Tarihçilik yapay gündem kaldırmaz. 1930’lu yıllardaki tarihçiliğe getirilen kimi haklı eleştirileri yapanların, günümüzde gösterdikleri tek yanlı yaklaşımları sorgulamaları gerekir. Pragmatik/günlük beklentilerdeki önyargıların çabucak sönüp gittiğini ciddi tarihçiler çok iyi bilir.

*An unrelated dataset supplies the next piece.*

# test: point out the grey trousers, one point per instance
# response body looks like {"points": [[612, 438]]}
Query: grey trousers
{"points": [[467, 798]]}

Tarihçilik ciddi bir uğraştır
Tarih ne etnik milliyetçiliğin, ne dinci beklentilerin, ne emperyalist emellerin, ne doktrin ve dogmaların ne de iktidar sınırlamalarının tutsağında yazılamaz, söylenemez. Çağdaşlığa atılan adımda bir kilometere taşı sayılan Cumhuriyet devrimlerinin getirdiği özgürlükler ve -onlardan da önce- dünyadaki açılımlar kullanılarak oluşturulabilir tarih.
Bu mesleğin gerçek sahipleri, “medya” karşısında ödevine iyi çalışmış öğrenci konumuna düşürülmekten kaçınmalıdırlar.
Tarihçi onların istekleri doğrultusunda servis yapan kişi değildir; yapay söylemlerini ezberden okuyan papağan olmamalıdır.